An random example would be this (I already have put ! and * after the sentence (why is not important) and of which "acquisition" is an example op Vanecdotes2 of my point 4 above):
Last procedure on 19/8/2019.
Normal structure x1.!
Normal structure x2.!
Abberant structure x3, needs follow-up within 2 months.
Structure x4 is lower in activity, but still above p25.
Abberant structure x4, needs follow-up within 6 weeks.
Normal structure x5.
Good aqcuisition of x6.
So the output of the Regex in the variables should be
Last procedure on 19/8/2019.
Normal structure x1.! --> regex '.!' --> Vdelete1
Normal structure x2.! --> regex '.!' --> Vdelete1
Abberant structure x3, needs follow-up within 2 months. --> Regex '.' = Vimportant
Structure x4 is lower in activity, but still above p25.* --> regex '.*' = Vanecdote1
Abberant structure x4, needs follow-up within 6 weeks. --> Regex '.' = Vimportant
Normal structure x5.! --> regex '.!' --> Vdelete1
Good aqcuisition of x6. --> Regex 'sentence with the word acquisition' = Vanecdote2
And the output should be:
'- Last procedure on 19/8/2019.
- Abberant structure x3, needs follow-up within 2 months.
- Abberant structure x4, needs follow-up within 6 weeks.
. Structure x4 is lower inactivity, but still above p25.
. Good aqcuisition of x6.
But I have been having a lot of trouble with the regex, especialy with the selection of sentences ending on a * or !. But also with the exclusion criteria, they just don't want to do it.
Because AHT doesn't have a real good tester, I first tested it in another regex tester and I was planning to 'translate' it later on to AHK code.. but it just doesn't work. (so I know in the script below I'm using AHK language with nonAHK regex, but I've just put the to together for illustration)
This is what i have now:
Send ^c
clipwait, 1000
Temp := Clipboard
Regexmatch(Temp, "^.*[.]\n(?!^.*\(Anecdoteword1|Anecdoteword2|deletewordX|deletewordY)\b.*$)", Vimportant)
Regexmatch(Temp, "^.*[.][*]\n")", Vanecdotes1)
Regexmatch(Temp, "^.*[.][!]\n")", Vdelete1)
Regexmatch(Temp, "^.*\b(Anecdoteword1|Anecdoteword2)\b.*$")", Vanecdotes2)
Regexmatch(Temp, "^.*\b(deletewordX|deletewordY)\b.*$")", Vdelete2)
Vanecdotes_tot := Vanecdotes1 . Vanecdotes2
Vdelete_tot := Vdelete1 . Vdelete2
Vanecdotes_ster := "* " . StrReplace(Vanecdotes_tot, "`r`n", "`r`n* ")
Vimportant_stripe := "- " . StrReplace(Vimportant, "`r`n", "`r`n- ")
Vresult := Vimportant_stripe . "`n`n" . Vanecdotes_ster
For "translation to AHK" I tried to make ^.*\*'n from the working (non ahk) regex ^.*[.][*]\n.

There isn't really such a thing as AHK regex.

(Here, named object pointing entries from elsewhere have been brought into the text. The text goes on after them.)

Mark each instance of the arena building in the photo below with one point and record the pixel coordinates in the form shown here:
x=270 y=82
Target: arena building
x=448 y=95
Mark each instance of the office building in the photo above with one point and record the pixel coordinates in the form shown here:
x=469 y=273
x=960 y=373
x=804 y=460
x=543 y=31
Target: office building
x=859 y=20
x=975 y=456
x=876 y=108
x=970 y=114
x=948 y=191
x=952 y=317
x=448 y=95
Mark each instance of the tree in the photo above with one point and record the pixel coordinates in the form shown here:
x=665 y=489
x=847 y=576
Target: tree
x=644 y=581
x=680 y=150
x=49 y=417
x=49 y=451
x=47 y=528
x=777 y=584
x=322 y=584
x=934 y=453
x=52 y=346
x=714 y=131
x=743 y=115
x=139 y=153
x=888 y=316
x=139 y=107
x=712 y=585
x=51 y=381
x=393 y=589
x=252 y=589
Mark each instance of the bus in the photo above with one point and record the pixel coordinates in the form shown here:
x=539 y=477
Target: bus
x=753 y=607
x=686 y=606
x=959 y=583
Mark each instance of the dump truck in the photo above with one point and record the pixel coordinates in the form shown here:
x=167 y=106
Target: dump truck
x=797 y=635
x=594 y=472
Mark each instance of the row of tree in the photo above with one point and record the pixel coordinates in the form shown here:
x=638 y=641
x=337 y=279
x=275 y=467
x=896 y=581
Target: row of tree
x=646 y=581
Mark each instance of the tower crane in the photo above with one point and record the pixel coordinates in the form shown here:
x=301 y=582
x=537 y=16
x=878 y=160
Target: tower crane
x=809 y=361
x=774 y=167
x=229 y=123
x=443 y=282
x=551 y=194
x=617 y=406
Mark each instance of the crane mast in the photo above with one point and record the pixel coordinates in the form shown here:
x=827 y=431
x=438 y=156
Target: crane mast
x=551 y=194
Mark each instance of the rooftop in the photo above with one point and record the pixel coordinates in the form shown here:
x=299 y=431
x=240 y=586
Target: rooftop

AHK pretty much uses PCRE, apart from the options.
So don't try to turn a linefeed \n into an AHK linefeed `n.
And there seem to be some syntax errors in your regexes. Not quite sure what those extra ") in there are supposed to be. Also, instead of using [.][*], you're supposed to use \.\*. The \ is required with those specific characters to escape their normal functionality (any character and match between zero and unlimited).
[] is to match any character in that group, like if you wanted to match either . or * you'd do [.*].
And seems like you got the idea of using capture groups, but just in case, here's a minimal example about them:
RegexMatch("TestTest1233334Test", "(\d+)", capture)
MsgBox, % capture
And lastly, about your approach to the problem, I'd recommend looping through the input line by line. It'll be much better/easier. Use e.g LoopParse.
Minimal example for it as well:
inp := "
(
this is
a multiline
textblock
we're going
to loop
through it
line by line
)"
Loop, Parse, inp, `n, `r
MsgBox, % "Line " A_Index ":`n" A_LoopField
Hope this was of help.

This i were i al up till now, nothing works (i will try the suggested loop when Regex is working): ^m::
BlockInput, On
MouseGetPos, , ,TempID, control
WinActivate, ahk_id %TempID%
if WinActive("Pt.")
Send ^c
clipwait, 1000
Temp := Clipboard
Regexmatch(Temp, "(^(?:..\n)((?! PAX|PAC|Normaal|Geen).)$)", Vimportant)
Vimportant := Vimportant.1
Regexmatch(Temp, "(^..*\n)", Vanecdotes1_ster)
Regexmatch(Temp, "(^..!\n)" , Vdelete1_uitroep)
Regexmatch(Temp, "(^.\b(PAX|PAC)\b.$)", Vanecdotes2)
Regexmatch(Temp, "(^.\b(Normaal|Geen)\b.$)", Vdelete2)
Vanecdotes1 := StrReplace(Vanecdotes1_ster, ".", ".")
Vdelete1 := StrReplace(Vdelete1_uitroep, ".!", ".")
Vanecdotes_tot := Vanecdotes1 . Vanecdotes2
Vdelete_tot := Vdelete1 . Vdelete2
Vanecdotes_ster := " " . StrReplace(Vanecdotes_tot, "rn", "rn* ")
Vimportant_stripe := "- " . StrReplace(Vimportant, "rn", "rn- ")
Vresult := Vimportant_stripe . "nn" . Vanecdotes_ster
Clipboard := Vresult
Send ^v
return

Related

RegEx to format Wikipedia's infoboxes code [SOLVED]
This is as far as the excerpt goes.